As if to cut off any possible escape, Milgrim called Peggy in and told her to reserve transportation and a suite for them at the Waldorf. Halliday had an impulse to repeat his protest, to insist on remaining behind, flatly to refuse to accompany an expedition in which he could see no possible usefulness, and about which he actually felt a gnawing fear. But he was able to brush the impulse aside as mere neuroticism. All right, he’d go. Halliday, the good soldier. For these few weeks he’d move at Milgrim’s command. But then, by God, he’d show them. He’d show the doubters and the scoffers and those who, worst of all, had forgotten him entirely. He would be his own man again, with his own book. And it would be a book. As he sat there in Milgrim’s office, resigned to a tedious journey, his confidence grew. There would be ten dark weeks, but he’d get through somehow.

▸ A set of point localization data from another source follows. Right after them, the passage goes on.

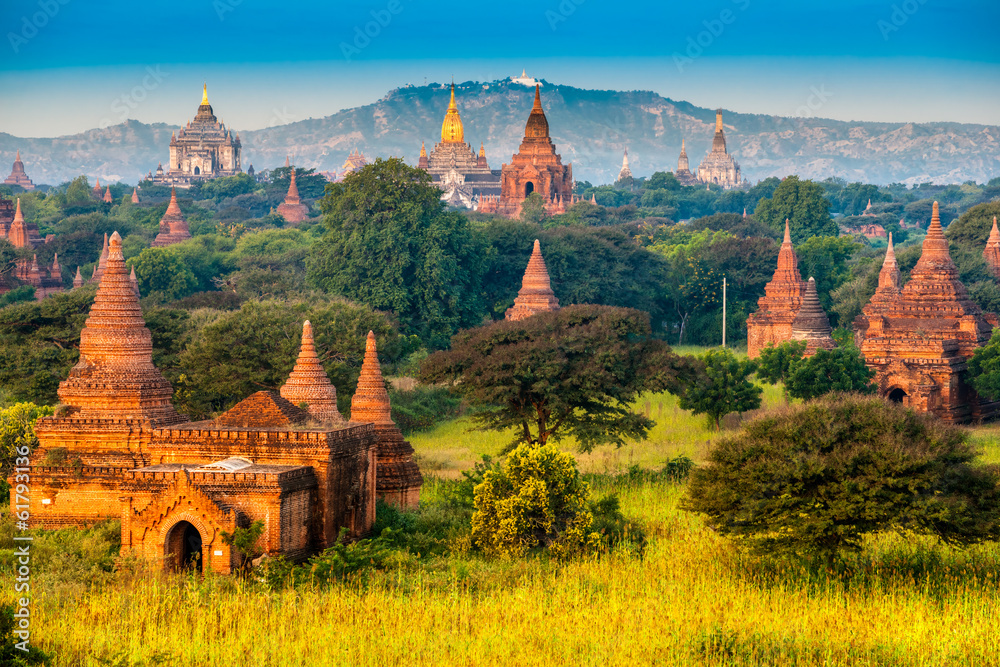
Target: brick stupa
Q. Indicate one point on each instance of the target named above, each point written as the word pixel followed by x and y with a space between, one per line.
pixel 173 227
pixel 771 324
pixel 399 479
pixel 811 324
pixel 292 209
pixel 115 377
pixel 992 251
pixel 535 295
pixel 919 342
pixel 308 383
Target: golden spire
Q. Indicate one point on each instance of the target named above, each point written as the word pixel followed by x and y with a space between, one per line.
pixel 451 128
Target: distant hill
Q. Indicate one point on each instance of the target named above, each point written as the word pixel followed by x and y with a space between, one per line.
pixel 590 128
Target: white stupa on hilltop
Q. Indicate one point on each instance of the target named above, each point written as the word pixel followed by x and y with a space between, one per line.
pixel 525 79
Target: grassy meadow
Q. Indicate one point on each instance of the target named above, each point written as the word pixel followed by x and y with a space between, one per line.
pixel 690 599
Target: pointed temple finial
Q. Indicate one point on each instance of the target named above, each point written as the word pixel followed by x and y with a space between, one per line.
pixel 371 400
pixel 535 295
pixel 115 378
pixel 308 382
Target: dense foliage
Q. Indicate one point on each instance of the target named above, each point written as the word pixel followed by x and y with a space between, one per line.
pixel 572 372
pixel 815 479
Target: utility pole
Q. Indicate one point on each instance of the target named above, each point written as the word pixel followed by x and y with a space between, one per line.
pixel 723 311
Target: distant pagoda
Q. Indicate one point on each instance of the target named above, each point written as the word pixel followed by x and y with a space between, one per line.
pixel 771 324
pixel 173 226
pixel 535 295
pixel 454 166
pixel 17 175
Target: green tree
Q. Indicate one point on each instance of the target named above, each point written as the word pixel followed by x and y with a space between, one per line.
pixel 724 387
pixel 817 478
pixel 162 271
pixel 537 499
pixel 533 209
pixel 776 363
pixel 390 244
pixel 984 368
pixel 803 204
pixel 839 369
pixel 572 372
pixel 17 433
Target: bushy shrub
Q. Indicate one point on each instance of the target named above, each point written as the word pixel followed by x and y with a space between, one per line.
pixel 814 479
pixel 536 500
pixel 421 408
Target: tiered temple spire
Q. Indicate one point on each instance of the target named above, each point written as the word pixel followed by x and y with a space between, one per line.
pixel 776 310
pixel 535 295
pixel 173 226
pixel 309 384
pixel 398 480
pixel 115 378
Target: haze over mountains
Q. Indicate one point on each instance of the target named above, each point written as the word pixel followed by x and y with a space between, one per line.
pixel 590 128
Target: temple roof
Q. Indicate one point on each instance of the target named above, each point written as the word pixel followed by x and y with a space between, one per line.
pixel 308 382
pixel 537 125
pixel 535 295
pixel 451 127
pixel 371 400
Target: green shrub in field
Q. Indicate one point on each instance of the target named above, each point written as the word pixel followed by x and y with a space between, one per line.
pixel 537 499
pixel 420 408
pixel 816 478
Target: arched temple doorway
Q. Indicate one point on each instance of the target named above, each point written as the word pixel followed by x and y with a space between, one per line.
pixel 183 547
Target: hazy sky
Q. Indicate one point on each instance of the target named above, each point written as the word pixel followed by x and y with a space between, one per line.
pixel 69 65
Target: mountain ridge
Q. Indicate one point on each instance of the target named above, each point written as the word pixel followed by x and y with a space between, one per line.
pixel 590 128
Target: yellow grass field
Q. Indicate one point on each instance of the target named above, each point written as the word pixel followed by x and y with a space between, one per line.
pixel 691 600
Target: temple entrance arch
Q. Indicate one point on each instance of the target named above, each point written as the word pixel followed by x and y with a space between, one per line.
pixel 896 395
pixel 183 547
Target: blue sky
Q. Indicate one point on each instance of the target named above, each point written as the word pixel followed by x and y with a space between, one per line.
pixel 69 65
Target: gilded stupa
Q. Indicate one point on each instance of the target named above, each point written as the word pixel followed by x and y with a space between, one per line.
pixel 308 383
pixel 535 295
pixel 399 479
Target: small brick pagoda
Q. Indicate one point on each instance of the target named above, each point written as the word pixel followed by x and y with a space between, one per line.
pixel 992 252
pixel 454 166
pixel 399 479
pixel 535 295
pixel 18 176
pixel 771 324
pixel 536 167
pixel 116 448
pixel 292 209
pixel 173 226
pixel 918 339
pixel 811 323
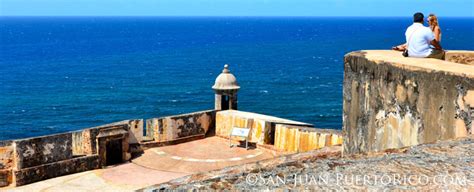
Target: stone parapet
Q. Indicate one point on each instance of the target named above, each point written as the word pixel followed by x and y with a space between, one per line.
pixel 262 126
pixel 175 127
pixel 301 139
pixel 391 101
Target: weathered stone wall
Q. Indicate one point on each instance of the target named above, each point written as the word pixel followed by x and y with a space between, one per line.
pixel 302 139
pixel 262 126
pixel 29 160
pixel 6 162
pixel 464 57
pixel 442 166
pixel 50 170
pixel 181 126
pixel 42 150
pixel 391 101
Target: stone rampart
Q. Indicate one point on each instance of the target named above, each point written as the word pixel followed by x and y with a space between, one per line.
pixel 262 126
pixel 391 101
pixel 301 139
pixel 182 126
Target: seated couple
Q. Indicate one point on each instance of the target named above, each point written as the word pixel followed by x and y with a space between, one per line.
pixel 422 41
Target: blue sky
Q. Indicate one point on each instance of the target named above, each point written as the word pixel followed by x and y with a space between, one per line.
pixel 235 7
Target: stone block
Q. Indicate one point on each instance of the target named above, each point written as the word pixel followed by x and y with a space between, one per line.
pixel 42 150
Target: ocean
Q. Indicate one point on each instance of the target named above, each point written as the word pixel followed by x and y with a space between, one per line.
pixel 59 74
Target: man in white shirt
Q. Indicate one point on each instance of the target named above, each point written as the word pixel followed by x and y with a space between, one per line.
pixel 419 38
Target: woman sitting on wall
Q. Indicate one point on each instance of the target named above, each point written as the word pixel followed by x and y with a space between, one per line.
pixel 434 26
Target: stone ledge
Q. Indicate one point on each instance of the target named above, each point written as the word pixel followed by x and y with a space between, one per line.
pixel 396 58
pixel 60 168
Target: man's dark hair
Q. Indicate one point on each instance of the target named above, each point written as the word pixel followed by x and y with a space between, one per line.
pixel 418 17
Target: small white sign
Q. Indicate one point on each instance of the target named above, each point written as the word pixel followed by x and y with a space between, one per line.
pixel 241 132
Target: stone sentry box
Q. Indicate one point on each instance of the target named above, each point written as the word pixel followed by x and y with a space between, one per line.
pixel 392 102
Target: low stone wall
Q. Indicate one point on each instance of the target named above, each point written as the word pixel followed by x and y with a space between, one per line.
pixel 6 162
pixel 391 101
pixel 36 151
pixel 463 57
pixel 50 170
pixel 442 166
pixel 177 127
pixel 29 160
pixel 302 139
pixel 262 126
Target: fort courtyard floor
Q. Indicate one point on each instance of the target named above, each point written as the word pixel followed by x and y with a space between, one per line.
pixel 156 165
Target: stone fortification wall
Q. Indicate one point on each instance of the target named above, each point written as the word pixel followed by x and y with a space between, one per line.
pixel 301 139
pixel 24 161
pixel 463 57
pixel 262 126
pixel 391 101
pixel 6 162
pixel 165 129
pixel 442 166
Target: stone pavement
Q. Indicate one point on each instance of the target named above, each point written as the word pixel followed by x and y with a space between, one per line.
pixel 154 166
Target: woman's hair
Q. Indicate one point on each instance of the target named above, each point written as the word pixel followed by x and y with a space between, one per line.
pixel 433 21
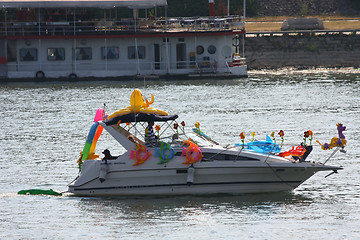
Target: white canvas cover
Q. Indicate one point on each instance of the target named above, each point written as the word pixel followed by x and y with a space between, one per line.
pixel 81 3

Still another story conference was gathering as Shep and Manley Halliday walked out together. “For a minute there I was afraid you were going to talk him out of it,” Shep said. “I hope you don’t mind going too much. I think we’ll have a swell trip.”
There are times, Halliday was thinking, when a young man, any young man, seems repulsively healthy to an old man of forty.
At times, Shep was thinking, his face looks as cold as stone and his eyes look three days dead.
Halliday’s voice seemed to escape in thin wisps from a deep hollow: “Son, I never like to dampen enthusiasm. But I made this swell trip twenty-three years ago.”
Published as The Disenchanted by Budd Schulberg (1950).